Students make the most of a camping trip to Hudson Bay before returning south for school
Peawanuck First Nation – A youth fishing trip to the mouth of Hudson Bay along the Winisk River was a great way for students from Peawanuck to mark the end of summer before returning to school down south. Camp was buzzing with 34 Weenusk First Nation members – from children to elders – spending the Aug. 28 weekend out on the land, learning and teaching.
Along with youth and elders, a handful of community members volunteered their time, equipment and knowledge for the trip, including a group of three who left a day early to pitch up tents for the youth, collect firewood, set a fish net and prepare the camp.
Friday started with a promising sunrise. Nine youth accompanied by Randy Hunter, Brighter Futures Youth Coordinator, paddled their way down the river on five canoes, flowing with the current towards the bay. The youth made good time, taking approximately five hours to reach camp. On the way they did some fishing and Hunter even spotted a caribou.
By late afternoon the main body of youth and volunteers set off to join their canoeist counterparts at camp. It takes about an hour and a half by boat to reach the mouth of the river from Peawanuck, depending on the horsepower of your motor. After arriving at the bay the group made a big fire and pitched up their prospector and dome tents.
Volunteer Steve Berry was chefing up some white fish when my group of four arrived. After walking our gear up to the camp and setting up our humble abode, we sat down and enjoyed some fresh-caught fish for supper.
The night was beautiful with the full moon out and endless pots of tea.
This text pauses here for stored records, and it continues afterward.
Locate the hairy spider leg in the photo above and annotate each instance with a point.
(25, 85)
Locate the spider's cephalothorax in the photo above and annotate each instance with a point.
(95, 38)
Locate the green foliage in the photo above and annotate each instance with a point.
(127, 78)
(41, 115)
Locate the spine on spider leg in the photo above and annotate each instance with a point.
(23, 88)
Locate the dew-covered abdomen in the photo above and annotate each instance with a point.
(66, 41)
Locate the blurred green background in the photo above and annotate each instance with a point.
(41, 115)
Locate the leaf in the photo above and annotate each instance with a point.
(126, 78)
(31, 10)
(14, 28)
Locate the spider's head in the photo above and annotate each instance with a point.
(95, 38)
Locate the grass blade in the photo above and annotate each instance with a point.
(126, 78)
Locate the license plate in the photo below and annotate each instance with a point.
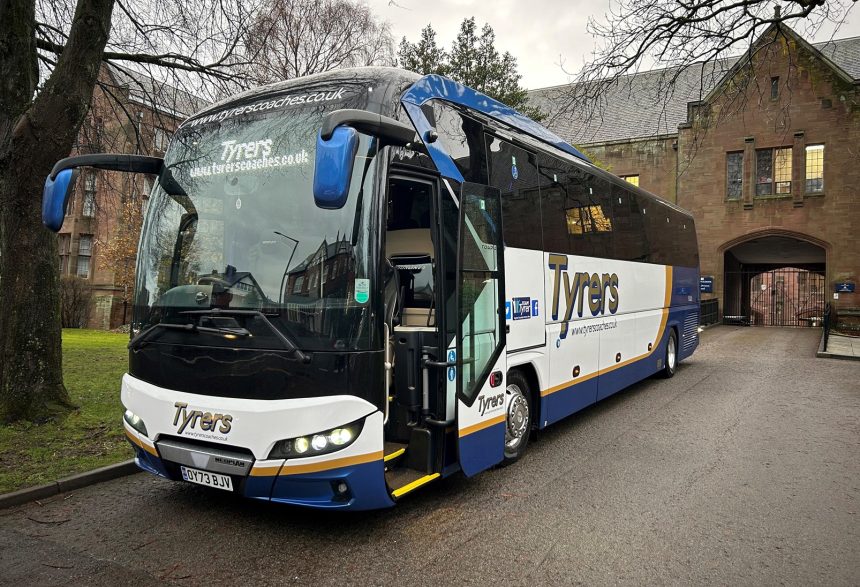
(206, 478)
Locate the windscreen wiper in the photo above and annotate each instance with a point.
(289, 343)
(141, 338)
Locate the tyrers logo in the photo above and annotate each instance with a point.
(599, 291)
(207, 420)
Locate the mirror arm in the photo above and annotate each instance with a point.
(390, 130)
(112, 162)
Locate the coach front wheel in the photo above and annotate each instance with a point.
(670, 363)
(518, 416)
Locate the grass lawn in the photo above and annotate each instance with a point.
(91, 436)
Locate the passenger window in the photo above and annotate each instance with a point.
(630, 241)
(514, 171)
(576, 208)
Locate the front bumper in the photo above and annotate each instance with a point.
(352, 478)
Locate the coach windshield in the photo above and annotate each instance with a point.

We sat around the fire enjoying each other’s company, sharing jokes and stories.
Saturday was a day filled with teachings. Elder Mike Hunter took a group of youth to check the fish nets and came back with another bin load – mostly fresh whitefish.
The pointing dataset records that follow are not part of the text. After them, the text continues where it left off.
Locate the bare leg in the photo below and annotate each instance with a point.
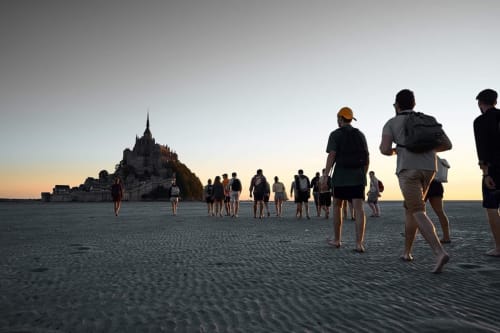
(236, 208)
(360, 224)
(372, 207)
(410, 234)
(494, 221)
(377, 209)
(337, 223)
(437, 206)
(428, 231)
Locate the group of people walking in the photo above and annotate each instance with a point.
(415, 170)
(420, 175)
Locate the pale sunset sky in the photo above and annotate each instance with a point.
(233, 85)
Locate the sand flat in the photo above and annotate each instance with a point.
(75, 267)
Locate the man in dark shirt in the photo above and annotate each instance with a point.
(487, 136)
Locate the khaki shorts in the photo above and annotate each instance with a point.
(414, 185)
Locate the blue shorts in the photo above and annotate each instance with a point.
(349, 192)
(258, 196)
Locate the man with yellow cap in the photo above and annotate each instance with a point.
(349, 158)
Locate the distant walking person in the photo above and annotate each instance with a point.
(373, 195)
(279, 195)
(348, 151)
(218, 193)
(294, 192)
(415, 172)
(174, 192)
(267, 196)
(304, 189)
(227, 194)
(325, 193)
(435, 197)
(209, 197)
(117, 195)
(258, 190)
(315, 188)
(235, 190)
(487, 137)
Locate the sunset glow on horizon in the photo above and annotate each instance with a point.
(234, 86)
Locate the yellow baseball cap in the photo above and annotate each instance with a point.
(346, 113)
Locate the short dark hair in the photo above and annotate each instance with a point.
(405, 99)
(487, 96)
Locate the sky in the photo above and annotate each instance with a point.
(233, 85)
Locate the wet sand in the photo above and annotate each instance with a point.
(75, 267)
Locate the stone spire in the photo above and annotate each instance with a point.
(147, 132)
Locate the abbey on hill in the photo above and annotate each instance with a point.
(146, 172)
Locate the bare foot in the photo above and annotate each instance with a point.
(332, 243)
(441, 261)
(406, 257)
(359, 248)
(493, 253)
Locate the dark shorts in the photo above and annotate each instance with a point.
(316, 197)
(491, 198)
(304, 196)
(349, 192)
(258, 196)
(435, 190)
(325, 199)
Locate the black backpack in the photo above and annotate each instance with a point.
(236, 185)
(352, 151)
(422, 132)
(210, 190)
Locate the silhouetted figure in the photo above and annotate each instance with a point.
(117, 195)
Elders Laura Koostachin and Annie Wabano set up a station to teach the youth how to prep and cut fish for either frying or smoking. They also collected the fish eggs and guts to fry up later.
After a quick snack of goose wings, the youth rolled up their sleeves, put on some gloves, and proceeded to follow the elders directions. Once cut up, they fried some of the fish to feed everyone for lunch.
Elders Mike Peechapman and Mike Hunter provided different examples of cooking fish over the fire, including cooking fish on a stick as well as wrapping one filleted pike in tin foil.
Later that day the youth had a friendly competition plucking geese. Peechapman put up $20 dollars to the fastest plucker. Theran Chookomoolin claimed the prize, coming in first place.
Wakotaski Pimatisiwin vice president Matthew Gull set up a range for a target shooting competition. The blast from the .303 rifles was loud, echoing through the camp. Of the youth, Renee Hunter was the best shot.
During down time most of the youth went out for hikes along the coast and inland through the mushkeg, hunting for fowl. At night they would hang out by the fire telling riddles and jokes. The youth tried to stay up until sunrise and played a few pranks on each other. Katie Hunter and Daylan Chookomolin were both asleep in their sleeping bags when they were dragged out of their tents by their fellow campers – in the rain no less.
With the rain coming down and trip wrapping up on Sunday, we had our last camp breakfast with scrambled/boiled eggs, slab bacon, hashbrowns, oatmeal with apples, oatmeal with goose, sausages and tea. We filled up our bellies for the ride home against the strong current. While everyone was finishing their breakfast, they all sang happy birthday to Laura Koostachin, who turned 76.
The elders requested we take the youth to the old settlement of Winisk on the way home to pray at the old cemetery where some of the crosses were still up despite the flood of 1986 that resulted in the relocation of the community to Peawanuck. Elders Laura Koostachin and Mike Hunter led the group in a prayer in Cree and everyone paid their respects. Koostachin still recalls whose crosses were still up and pointed them out to family members. It was a great way to finish the trip.
More than just a fishing trip, the lessons passed down from the elders and paying respects to our relatives gone long ago, brought tradition, knowledge and culture to the next generation.
The group, along with some of the parents that arrived at camp to pick up their kids and give them a ride home set off as a convoy of 10 boats travelling upriver, back to the village of Peawanuck.
Many thanks to all the people that participated, volunteered and made the trip happen. It was an awesome weekend to share with the youth before they return to further their education. And a huge thank you to Wakotaski Pimatisiwin Director Christopher Hunter who secured sponsorship and funding from the Moosonee Lions Club to make the trip a reality.